The first project was an adorable card catalog cabinet manufactured sometime between 1907 and the mid 1920s by the Browne-Morse Company. I did some research and found this interesting history of the company: Browne – Morse History at Muskegon Memories. The top, sides and faces of the top two drawers are all finished in beautiful tiger oak, which is what originally caught my eye. You don’t see enough tiger oak these days and it’s always a treat to find some on the cheap.
Clearly this card catalog has seen better days. All of the corners had taken serious beatings. There were stains and discolorations on the top (some heathen appears to have left a wet plant pot on it!). The back panel was chipped along the bottom and had become loose and structurally unsound.
The first thing I wanted to do was get rid of the black water marks, but I wanted to preserve the original finish and had no intentions of stripping this and refinishing it. So, I used some light steel wool and mineral spirits to buff out the marks. I was actually shocked that they came out completely. I was also dismayed that it took off way more finish than I intended.
It was around this point, as I was considering how to remedy the dry spots, that I started noticing drip marks in the finish and inspected the side panels a little further. It became evident that someone had glopped on a sloppy coat of something tinted, possibly something like Restor-A-Finish. I took this as an indication that the finish wasn’t original and therefore I had full rights to strip the entire piece.
And so I did. In the end, you could still see light marks in the finish, but they look far more natural than the black rings, so I am okay with it. Next I noticed that the crossbeams/drawer stops between the drawers were missing. If you scroll back up to the pictures labelled “This one” and “And this one” you’ll see the gaps between the drawers where wood crossbeams had once resided (I told you it would make sense). These crossbeams have since moved on to some unknown realm, but fortunately I had some scrap plywood laying around that fit almost perfectly.

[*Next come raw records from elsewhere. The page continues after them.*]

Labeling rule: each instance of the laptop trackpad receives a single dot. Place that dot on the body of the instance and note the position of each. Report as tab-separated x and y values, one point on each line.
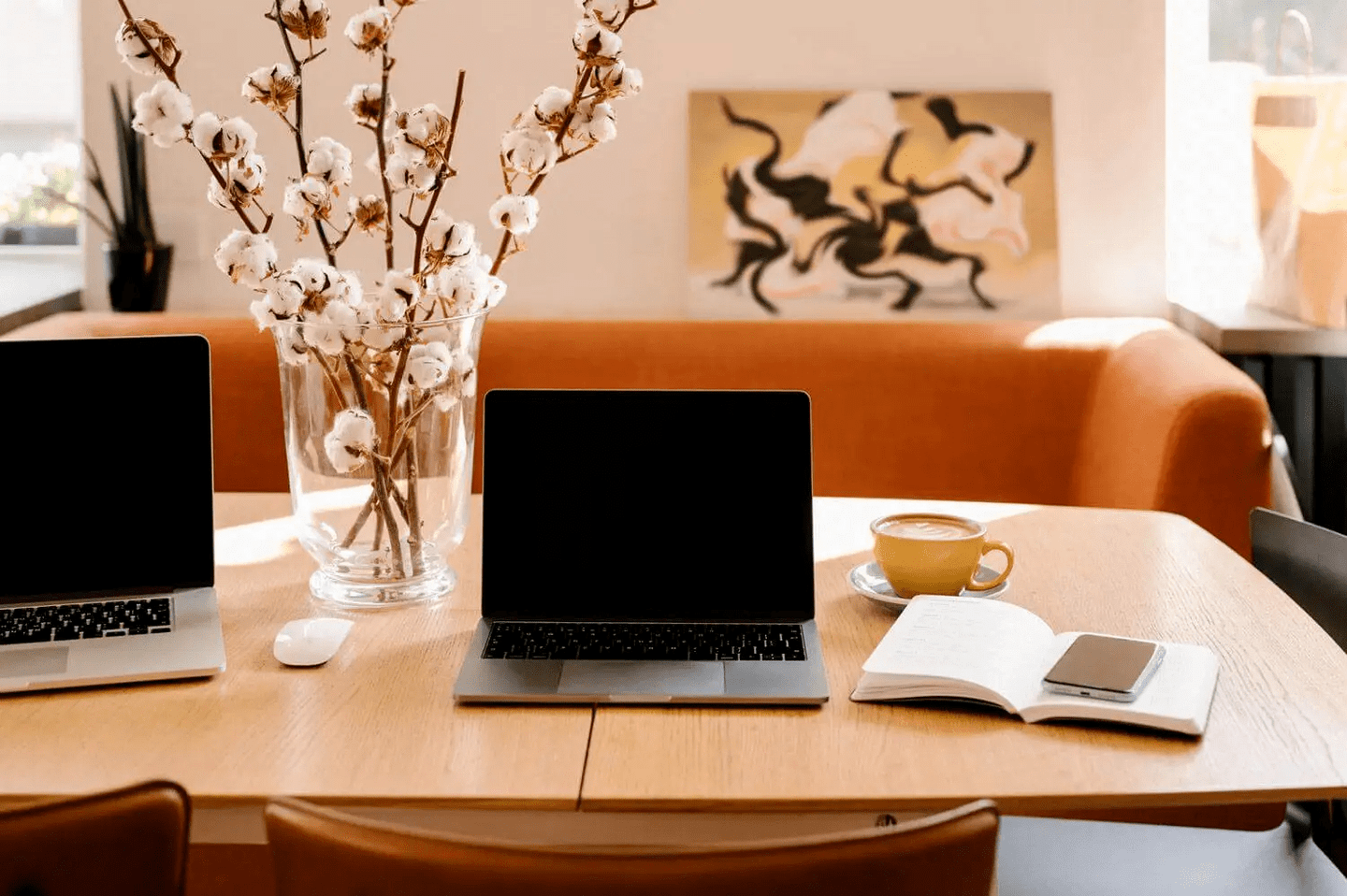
45	660
655	678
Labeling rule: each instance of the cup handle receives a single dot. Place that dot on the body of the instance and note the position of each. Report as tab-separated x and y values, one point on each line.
993	544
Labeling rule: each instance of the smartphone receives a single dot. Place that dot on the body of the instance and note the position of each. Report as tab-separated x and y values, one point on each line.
1111	669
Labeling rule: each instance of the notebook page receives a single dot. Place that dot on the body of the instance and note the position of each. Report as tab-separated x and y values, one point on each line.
995	645
1178	697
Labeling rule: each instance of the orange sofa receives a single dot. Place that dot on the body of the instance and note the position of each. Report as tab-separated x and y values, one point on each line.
1093	412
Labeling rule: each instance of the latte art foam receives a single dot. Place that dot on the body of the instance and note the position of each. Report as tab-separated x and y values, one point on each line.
927	528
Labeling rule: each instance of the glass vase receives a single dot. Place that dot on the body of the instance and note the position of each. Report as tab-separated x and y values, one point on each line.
379	438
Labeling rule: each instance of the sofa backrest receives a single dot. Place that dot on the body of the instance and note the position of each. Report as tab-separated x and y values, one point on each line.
912	410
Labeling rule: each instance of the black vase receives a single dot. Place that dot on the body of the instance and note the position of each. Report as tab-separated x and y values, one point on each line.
138	277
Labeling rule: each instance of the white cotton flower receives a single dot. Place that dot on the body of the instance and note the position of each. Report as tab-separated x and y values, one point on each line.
428	366
247	257
529	150
223	139
330	161
248	174
368	211
274	86
551	104
620	79
514	213
286	296
132	49
163	113
351	440
593	123
370	30
404	174
364	101
447	240
308	198
330	330
397	294
596	42
606	11
311	277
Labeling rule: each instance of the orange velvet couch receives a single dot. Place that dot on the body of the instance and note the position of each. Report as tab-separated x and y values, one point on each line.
1092	412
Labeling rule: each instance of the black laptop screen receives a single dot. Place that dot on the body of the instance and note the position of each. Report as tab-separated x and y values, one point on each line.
646	505
106	450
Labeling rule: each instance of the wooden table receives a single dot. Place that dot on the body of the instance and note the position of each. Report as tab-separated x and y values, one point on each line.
377	727
1277	728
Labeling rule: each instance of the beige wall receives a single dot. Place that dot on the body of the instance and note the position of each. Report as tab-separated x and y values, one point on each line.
612	236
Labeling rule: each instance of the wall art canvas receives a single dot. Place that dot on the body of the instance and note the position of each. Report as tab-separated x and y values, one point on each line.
872	204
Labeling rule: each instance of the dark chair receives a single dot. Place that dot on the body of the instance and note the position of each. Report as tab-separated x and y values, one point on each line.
321	852
124	843
1310	563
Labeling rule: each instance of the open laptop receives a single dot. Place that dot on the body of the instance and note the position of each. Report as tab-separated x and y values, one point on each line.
109	559
645	547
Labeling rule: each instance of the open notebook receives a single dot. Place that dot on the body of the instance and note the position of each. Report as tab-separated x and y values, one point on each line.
995	652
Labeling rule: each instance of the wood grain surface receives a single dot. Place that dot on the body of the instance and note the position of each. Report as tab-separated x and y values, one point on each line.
376	725
1277	730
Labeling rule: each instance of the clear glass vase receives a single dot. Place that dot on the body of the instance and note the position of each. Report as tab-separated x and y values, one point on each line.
379	437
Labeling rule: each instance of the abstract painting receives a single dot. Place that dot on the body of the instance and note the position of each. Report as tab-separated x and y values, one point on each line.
872	204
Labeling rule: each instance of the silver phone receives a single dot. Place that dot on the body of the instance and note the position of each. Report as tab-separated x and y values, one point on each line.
1105	667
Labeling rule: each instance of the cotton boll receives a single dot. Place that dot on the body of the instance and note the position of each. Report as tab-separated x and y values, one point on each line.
162	113
593	123
606	11
134	51
221	140
594	42
247	257
306	19
248	174
369	211
308	198
551	104
351	440
428	366
364	103
529	150
370	30
330	161
410	175
514	213
274	86
620	79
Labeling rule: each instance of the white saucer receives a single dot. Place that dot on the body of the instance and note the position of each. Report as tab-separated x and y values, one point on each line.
868	580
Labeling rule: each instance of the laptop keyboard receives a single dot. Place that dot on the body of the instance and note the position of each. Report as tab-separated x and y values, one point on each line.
768	642
81	621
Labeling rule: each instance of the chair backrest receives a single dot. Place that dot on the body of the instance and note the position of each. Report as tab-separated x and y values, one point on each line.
1306	561
317	850
124	843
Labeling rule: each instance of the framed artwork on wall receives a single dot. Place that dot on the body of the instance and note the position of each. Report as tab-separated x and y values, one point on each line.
872	204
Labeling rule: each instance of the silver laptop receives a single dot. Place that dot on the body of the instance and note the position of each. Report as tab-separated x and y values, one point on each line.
109	565
645	547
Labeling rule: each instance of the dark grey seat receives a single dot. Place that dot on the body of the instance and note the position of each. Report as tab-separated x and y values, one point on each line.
1310	563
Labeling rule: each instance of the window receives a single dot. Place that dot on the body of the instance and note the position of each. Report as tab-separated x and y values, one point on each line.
39	149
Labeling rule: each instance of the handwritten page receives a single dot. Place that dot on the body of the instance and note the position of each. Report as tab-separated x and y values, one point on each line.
988	643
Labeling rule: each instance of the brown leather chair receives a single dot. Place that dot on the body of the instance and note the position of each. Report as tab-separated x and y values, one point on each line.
124	843
321	852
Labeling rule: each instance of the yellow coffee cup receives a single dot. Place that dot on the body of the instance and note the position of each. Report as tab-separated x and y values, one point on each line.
935	553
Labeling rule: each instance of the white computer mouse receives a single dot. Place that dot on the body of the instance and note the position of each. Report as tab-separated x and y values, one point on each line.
310	642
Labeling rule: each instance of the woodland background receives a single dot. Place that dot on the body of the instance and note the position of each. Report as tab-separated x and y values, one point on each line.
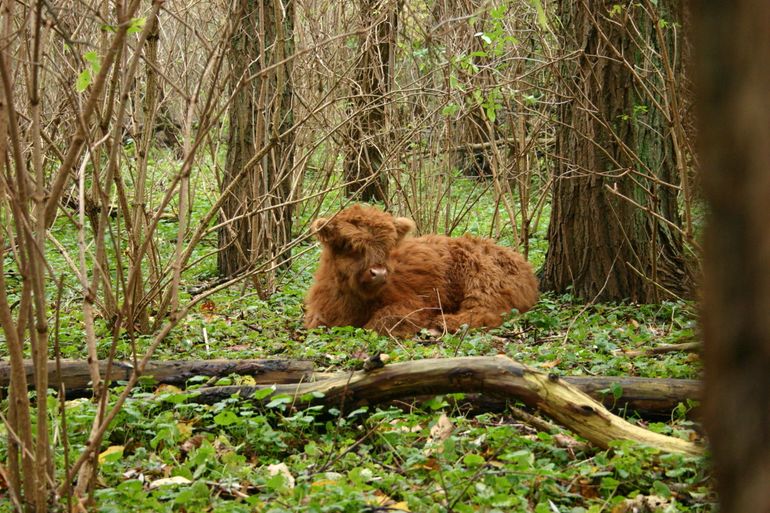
162	162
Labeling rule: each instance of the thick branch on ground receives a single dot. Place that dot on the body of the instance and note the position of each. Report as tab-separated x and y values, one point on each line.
76	377
499	376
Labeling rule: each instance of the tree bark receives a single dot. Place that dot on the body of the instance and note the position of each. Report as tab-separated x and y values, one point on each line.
260	150
734	100
497	375
367	135
615	230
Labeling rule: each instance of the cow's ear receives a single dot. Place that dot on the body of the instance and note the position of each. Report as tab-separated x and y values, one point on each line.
322	229
404	225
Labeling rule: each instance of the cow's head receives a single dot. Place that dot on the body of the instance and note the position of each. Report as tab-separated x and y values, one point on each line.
359	241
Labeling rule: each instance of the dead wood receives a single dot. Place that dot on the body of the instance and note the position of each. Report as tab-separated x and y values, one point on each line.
498	376
75	375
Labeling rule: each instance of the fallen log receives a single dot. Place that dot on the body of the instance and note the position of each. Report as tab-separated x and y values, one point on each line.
646	396
75	375
497	375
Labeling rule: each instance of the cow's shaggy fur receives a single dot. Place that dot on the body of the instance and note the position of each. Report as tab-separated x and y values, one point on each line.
372	275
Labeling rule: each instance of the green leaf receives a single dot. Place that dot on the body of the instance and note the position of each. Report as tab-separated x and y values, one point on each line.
137	24
473	460
661	489
225	418
83	81
93	59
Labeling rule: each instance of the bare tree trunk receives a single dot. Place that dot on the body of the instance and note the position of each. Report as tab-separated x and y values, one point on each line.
367	135
734	47
615	230
256	212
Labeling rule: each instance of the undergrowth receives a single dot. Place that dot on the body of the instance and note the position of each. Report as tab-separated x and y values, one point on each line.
165	453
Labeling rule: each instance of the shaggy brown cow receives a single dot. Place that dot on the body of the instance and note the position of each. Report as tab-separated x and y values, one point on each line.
371	275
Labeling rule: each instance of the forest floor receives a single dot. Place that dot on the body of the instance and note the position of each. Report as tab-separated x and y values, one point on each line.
166	453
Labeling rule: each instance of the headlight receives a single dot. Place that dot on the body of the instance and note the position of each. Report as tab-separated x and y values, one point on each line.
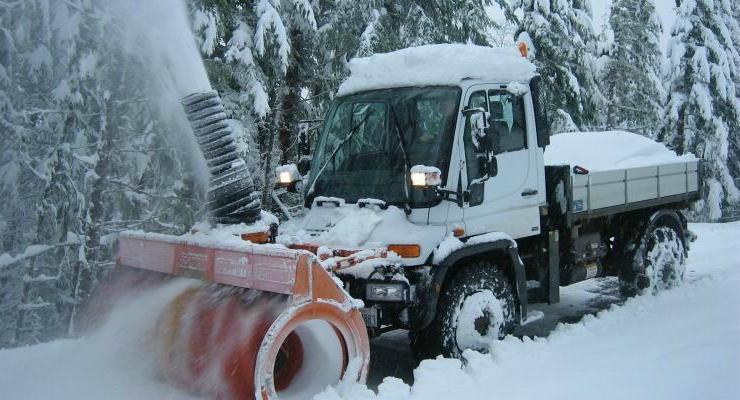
386	291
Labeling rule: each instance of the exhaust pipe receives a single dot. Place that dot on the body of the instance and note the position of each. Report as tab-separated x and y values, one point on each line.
232	195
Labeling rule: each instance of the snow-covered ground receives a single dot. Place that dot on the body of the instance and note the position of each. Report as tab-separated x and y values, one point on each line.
682	344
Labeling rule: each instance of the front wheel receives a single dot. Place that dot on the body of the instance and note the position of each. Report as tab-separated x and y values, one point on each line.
476	309
658	263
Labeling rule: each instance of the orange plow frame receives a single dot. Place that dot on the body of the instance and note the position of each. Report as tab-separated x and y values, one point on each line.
313	293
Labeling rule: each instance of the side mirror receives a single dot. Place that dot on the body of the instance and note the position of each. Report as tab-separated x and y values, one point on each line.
288	177
425	177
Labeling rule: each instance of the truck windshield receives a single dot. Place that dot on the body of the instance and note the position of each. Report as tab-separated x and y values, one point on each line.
371	163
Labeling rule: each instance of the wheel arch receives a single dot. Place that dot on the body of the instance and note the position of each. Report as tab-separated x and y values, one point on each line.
668	217
502	252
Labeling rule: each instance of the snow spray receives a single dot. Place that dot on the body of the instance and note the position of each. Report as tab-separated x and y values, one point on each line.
158	33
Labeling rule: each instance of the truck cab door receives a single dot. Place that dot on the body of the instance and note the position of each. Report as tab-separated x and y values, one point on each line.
508	201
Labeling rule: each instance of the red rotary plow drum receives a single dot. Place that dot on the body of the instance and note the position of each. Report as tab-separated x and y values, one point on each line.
262	322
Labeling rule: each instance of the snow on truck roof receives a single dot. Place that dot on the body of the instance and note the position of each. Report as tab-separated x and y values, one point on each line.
437	64
604	151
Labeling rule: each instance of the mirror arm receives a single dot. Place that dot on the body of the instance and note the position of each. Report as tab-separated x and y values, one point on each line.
459	197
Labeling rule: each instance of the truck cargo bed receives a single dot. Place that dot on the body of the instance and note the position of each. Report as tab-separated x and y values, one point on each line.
599	193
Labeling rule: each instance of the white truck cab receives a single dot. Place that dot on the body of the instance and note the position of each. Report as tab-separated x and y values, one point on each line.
428	195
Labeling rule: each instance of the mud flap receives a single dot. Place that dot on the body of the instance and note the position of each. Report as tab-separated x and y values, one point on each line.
521	281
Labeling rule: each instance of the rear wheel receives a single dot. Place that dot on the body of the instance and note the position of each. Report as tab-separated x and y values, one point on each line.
657	264
476	309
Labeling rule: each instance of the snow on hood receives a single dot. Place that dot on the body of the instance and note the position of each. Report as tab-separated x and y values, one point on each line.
601	151
350	226
438	64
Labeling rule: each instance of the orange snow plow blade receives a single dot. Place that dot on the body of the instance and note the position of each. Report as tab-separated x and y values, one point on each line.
290	332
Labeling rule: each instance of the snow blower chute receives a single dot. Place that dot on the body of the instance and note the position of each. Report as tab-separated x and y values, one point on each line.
266	321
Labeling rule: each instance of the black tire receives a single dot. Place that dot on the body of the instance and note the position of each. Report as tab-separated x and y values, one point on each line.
476	307
658	262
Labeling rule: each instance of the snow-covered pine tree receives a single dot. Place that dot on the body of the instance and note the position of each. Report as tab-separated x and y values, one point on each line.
563	43
82	140
630	76
703	110
260	59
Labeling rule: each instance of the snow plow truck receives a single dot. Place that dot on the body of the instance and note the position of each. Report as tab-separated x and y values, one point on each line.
432	204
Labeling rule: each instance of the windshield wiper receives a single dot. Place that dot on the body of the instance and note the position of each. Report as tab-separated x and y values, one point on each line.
336	149
406	163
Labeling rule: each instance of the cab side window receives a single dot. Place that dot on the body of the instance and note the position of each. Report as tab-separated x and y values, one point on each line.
507	121
477	99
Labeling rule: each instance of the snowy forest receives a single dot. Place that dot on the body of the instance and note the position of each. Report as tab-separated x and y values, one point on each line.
92	140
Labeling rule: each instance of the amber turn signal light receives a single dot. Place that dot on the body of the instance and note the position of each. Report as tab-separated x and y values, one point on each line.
406	250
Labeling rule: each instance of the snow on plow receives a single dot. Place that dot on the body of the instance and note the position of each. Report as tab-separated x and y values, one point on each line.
265	322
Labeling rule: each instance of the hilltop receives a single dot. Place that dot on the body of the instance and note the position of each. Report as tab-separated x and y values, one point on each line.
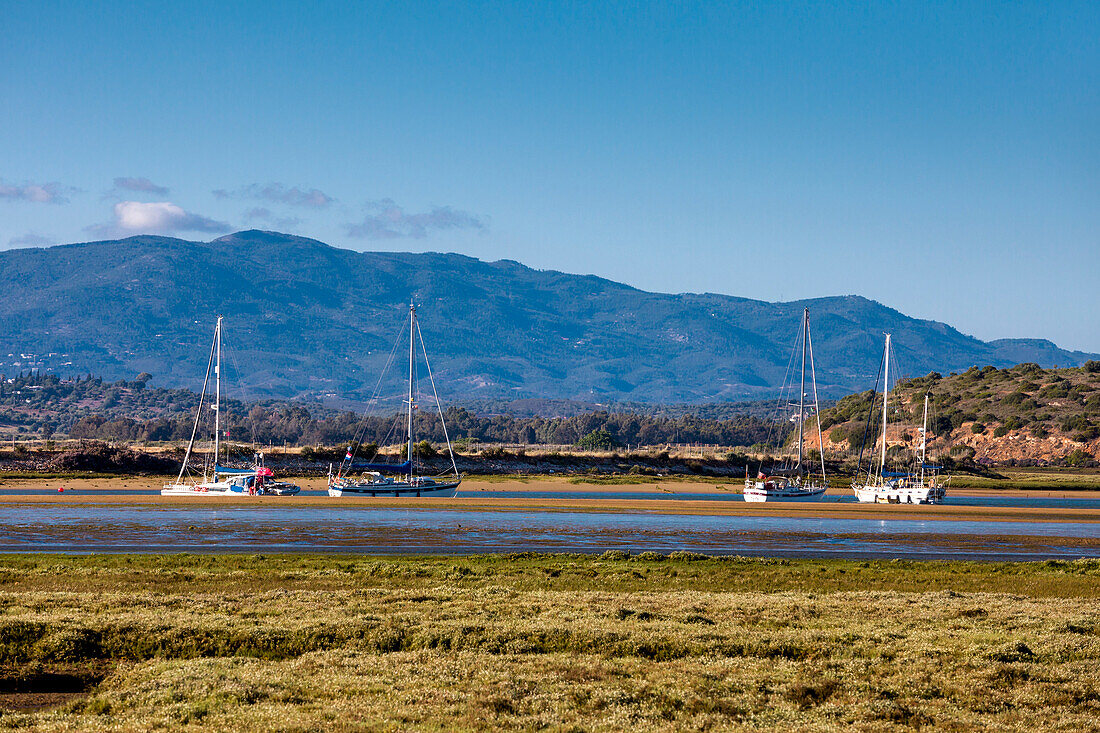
1022	415
308	320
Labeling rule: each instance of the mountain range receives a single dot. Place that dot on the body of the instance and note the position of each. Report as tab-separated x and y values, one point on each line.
308	320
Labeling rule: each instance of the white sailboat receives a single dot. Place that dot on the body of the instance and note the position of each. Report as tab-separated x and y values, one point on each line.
886	487
796	483
218	480
377	479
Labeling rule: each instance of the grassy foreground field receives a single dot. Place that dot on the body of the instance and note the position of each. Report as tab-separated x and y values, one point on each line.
546	642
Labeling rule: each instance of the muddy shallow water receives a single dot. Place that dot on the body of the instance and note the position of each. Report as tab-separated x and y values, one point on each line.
241	527
127	514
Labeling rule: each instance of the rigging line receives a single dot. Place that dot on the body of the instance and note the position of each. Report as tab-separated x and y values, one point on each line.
198	412
774	427
817	412
361	429
240	385
870	416
438	405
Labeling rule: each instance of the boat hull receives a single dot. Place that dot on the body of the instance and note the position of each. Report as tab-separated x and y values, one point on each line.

Because it is a card catalog cabinet, the drawers had moveable card stops, which required a cutout that runs the entire length of the drawer. This makes the drawers very ineffective for storing anything but paper, so I cut some plywood panels to drop into place to improve storage options.
I glued all the broken drawer corners back into place, but they looked hideous, so I scoured the internet and local hardware and supply stores looking for something decorative to put on the corners that would match the existing hardware. Eventually I found something that, while a little more florid than I would have normally chosen, was the perfect size to cover all the imperfections of the corners.
After a quick stain and a very light hand-rubbed polyurethane finish, I was happy with the final results. It now sits under my new desk at my new job, as the catch-all for my work randomalia.